George Stephanopoulos at the 24th annual Broadcasting and Cable Hall of Fame Awards in New York in 2014. (Evan Agostini/Invision/AP)

ABC News chief anchor George Stephanopoulos, already under fire for his contributions to Bill and Hillary Rodham Clinton’s charitable foundation, served as a moderator and awards judge for an arm of the organization for years without disclosing those roles to viewers.

Stephanopoulos was among a number of well-known TV news figures and columnists who have volunteered to help the Clinton Global Initiative (CGI), an offshoot of the Clinton Foundation that convenes meetings to discuss domestic and international issues.

A former campaign aide and White House adviser to President Bill Clinton, Stephanopoulos has apologized repeatedly since last week for contributing $75,000 to the Clinton Foundation between 2012 and 2014. He has acknowledged that the contributions created an apparent conflict of interest, given that he will be ABC’s chief political correspondent during a campaign in which Hillary Clinton is a leading candidate.

But Stephanopoulos has not to date disclosed lending his name to panels organized by CGI, which convenes world leaders for conferences.

Stephanopoulos was a panel moderator in 2006 and a panelist in 2008 and 2009 at CGI’s annual conference, according to Peter Schweizer, the author of “Clinton Cash,” a book about the Clintons’ finances. He also served as a judge with Chelsea Clinton in 2013 and 2014 on a CGI contest.

The ABC News anchor did not disclose those roles or his financial contributions when he grilled Schweizer about his book last month on his Sunday morning program, “This Week with George Stephanopoulos.”

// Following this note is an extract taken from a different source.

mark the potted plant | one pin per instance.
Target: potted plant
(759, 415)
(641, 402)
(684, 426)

ABC News spokeswoman Heather Riley said Stephanopoulos’s involvement with CGI was disclosed to ABC News executives, who considered it “all aboveboard.” She said his activities did not violate any internal policies.

Riley declined to comment on whether he should disclose his past association with CGI to viewers or whether he would be compelled to do so if he has further involvement with the Clinton-affiliated organization.

Riley asked in an e-mail, however, “Did you ask every other journalist that moderated panels for CGI if they disclosed this to their audiences? Only seems fair if you’re posing that question to us.”

CGI lists a number of TV anchors, correspondents and commentators as “Notable Past Members,” including Christiane Amanpour and Anderson Cooper of CNN; columnists Thomas Friedman and Nicholas Kristof of the New York Times; Matt Lauer and Tom Brokaw of NBC; Greta Van Susteren of Fox News; Katie Couric (then of CBS); and Judy Woodruff of “PBS Newshour.”

Unlike Stephanopoulos, none of the other media figures were previously employed by one of the Clintons. Woodruff has acknowledged giving $250 to the Clinton Foundation in 2010.

“We’ve been raising questions about these Clinton conference involvements for years,” said Tim Graham, director of media analysis for the Media Research Center, a conservative watchdog organization based in Reston, Va. While Graham acknowledged that other journalists have participated in Clinton-related events, he said Stephanopoulos’s involvement goes deeper, such as judging contests with Chelsea Clinton.

“He should be held to a stricter standard than other Clinton-friendly reporters,” Graham said. “He seems completely oblivious to appearances of a conflict of interest.”